Lorsque Ulysse eut achevé le récit de ses malheurs, un long silence tomba sur la grande salle des Phéaciens.
Le feu brûlait encore au centre du palais, les coupes demeuraient posées sur les tables, et la lyre de l’aède s’était tue depuis longtemps. Ceux qui, peu auparavant, buvaient et plaisantaient autour du banquet — ces Phéaciens habiles sur mer et prompts à se laisser charmer par les chants — regardaient maintenant l’étranger assis parmi eux. Ce jour-là seulement, ils avaient compris que l’homme recueilli sur leur rivage n’était pas un simple naufragé, mais Ulysse, roi d’Ithaque.
Il avait combattu sous les murs de Troie, puis erré dix ans sur la mer. Il avait vu l’antre du Cyclope, échappé aux breuvages d’une magicienne, entendu le chant des Sirènes, traversé le détroit gardé par des monstres, et perdu tous ses compagnons. À présent, il se tenait là, seul, vêtu des habits que les Phéaciens lui avaient donnés, les pieds posés sur un sol propre ; mais, quand son récit prit fin, son visage semblait encore marqué par le sel et les vents de la mer.
Le roi Alcinoos parla le premier. Il n’était pas homme à interroger trop cruellement un hôte sur ses douleurs ; pourtant, cette fois, il était profondément ému. Il dit aux nobles assis dans la salle qu’Ulysse avait trop souffert déjà : puisqu’il était venu jusqu’au pays des Phéaciens, on ne devait pas le laisser repartir seul vers les hasards de la mer.
« Nous sommes un peuple de navigateurs, dit le roi. Nos vaisseaux n’ont pas besoin qu’un pilote leur montre chaque route : ils connaissent le désir de ceux qu’ils portent. Demain, choisissez les meilleurs rameurs, et reconduisez cet hôte dans sa patrie. »

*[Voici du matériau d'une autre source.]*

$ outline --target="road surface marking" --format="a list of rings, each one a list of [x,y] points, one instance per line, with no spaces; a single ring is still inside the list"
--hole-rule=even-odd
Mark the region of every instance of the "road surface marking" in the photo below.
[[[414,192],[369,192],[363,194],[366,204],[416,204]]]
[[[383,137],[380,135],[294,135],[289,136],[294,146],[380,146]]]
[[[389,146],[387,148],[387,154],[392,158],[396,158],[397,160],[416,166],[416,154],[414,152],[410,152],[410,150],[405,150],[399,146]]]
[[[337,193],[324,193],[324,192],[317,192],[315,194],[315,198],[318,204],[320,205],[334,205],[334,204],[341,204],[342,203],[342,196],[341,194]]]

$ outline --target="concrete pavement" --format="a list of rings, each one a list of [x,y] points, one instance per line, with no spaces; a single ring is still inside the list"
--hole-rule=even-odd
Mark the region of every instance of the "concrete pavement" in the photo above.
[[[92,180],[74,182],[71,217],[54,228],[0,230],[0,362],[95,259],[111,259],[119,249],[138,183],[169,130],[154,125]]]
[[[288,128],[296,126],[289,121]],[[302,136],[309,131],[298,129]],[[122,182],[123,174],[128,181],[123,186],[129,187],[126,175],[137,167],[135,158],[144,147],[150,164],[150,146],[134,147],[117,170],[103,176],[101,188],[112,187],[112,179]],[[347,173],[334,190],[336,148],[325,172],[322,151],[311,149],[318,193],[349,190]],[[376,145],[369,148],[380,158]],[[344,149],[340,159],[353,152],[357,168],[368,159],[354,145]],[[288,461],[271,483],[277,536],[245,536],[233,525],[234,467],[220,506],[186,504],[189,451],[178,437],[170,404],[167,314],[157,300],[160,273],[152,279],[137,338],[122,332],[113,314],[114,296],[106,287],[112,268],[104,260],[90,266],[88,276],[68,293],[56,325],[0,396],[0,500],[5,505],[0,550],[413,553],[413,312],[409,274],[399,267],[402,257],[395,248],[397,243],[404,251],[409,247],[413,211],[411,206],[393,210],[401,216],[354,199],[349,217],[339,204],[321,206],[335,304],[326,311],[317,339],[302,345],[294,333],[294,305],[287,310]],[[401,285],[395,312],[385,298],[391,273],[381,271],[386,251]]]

Tous approuvèrent. Alcinoos ordonna encore que chaque chef offrît de nouveaux présents, afin de réparer autant que possible tout ce qu’Ulysse avait perdu au fil des années. Les Phéaciens n’étaient pas pauvres : dans le palais se trouvaient des vases de bronze, des coupes d’or, des étoffes finement tissées et des coffres ouvragés. Les serviteurs allaient et venaient, déposant les objets brillants d’un côté, pliant avec soin les vêtements souples de l’autre.
Ulysse regardait ces dons avec gratitude, sans pourtant relâcher toute sa vigilance. Il avait connu trop de ruses et de désastres pour ignorer qu’un seul jour de mer peut ruiner une vie entière. Mais les paroles d’Alcinoos étaient franches, et la reine Arété l’avait traité avec une bonté sincère. Alors il leva sa coupe vers l’assemblée et leur adressa sa bénédiction : que le roi, la reine et tout le peuple phéacien vivent en paix ; et que lui-même puisse enfin poser vivant le pied sur la terre d’Ithaque.
Le lendemain, dès l’aube, le palais se remit en mouvement.
Les serviteurs apportèrent devant Ulysse un coffre solide, destiné à recevoir les richesses que les Phéaciens lui donnaient. La reine Arété examina elle-même les étoffes, l’or et le bronze. Elle savait combien Ulysse avait perdu en route ; elle savait aussi qu’un homme rentrant seul chez lui craint par-dessus tout de voir ses biens dérobés avant d’atteindre sa demeure. Elle fit donc rabattre le couvercle, prit une corde robuste et lia le coffre de ses propres mains.
La corde passa autour du bois, fut tirée, resserrée, nouée. Ainsi, à moins que le maître ne défît lui-même le lien, nul ne pourrait aisément ouvrir le coffre. Ulysse observa le geste et le grava dans sa mémoire. Lui qui avait survécu par la prudence ne négligeait pas même la manière dont un coffre était fermé.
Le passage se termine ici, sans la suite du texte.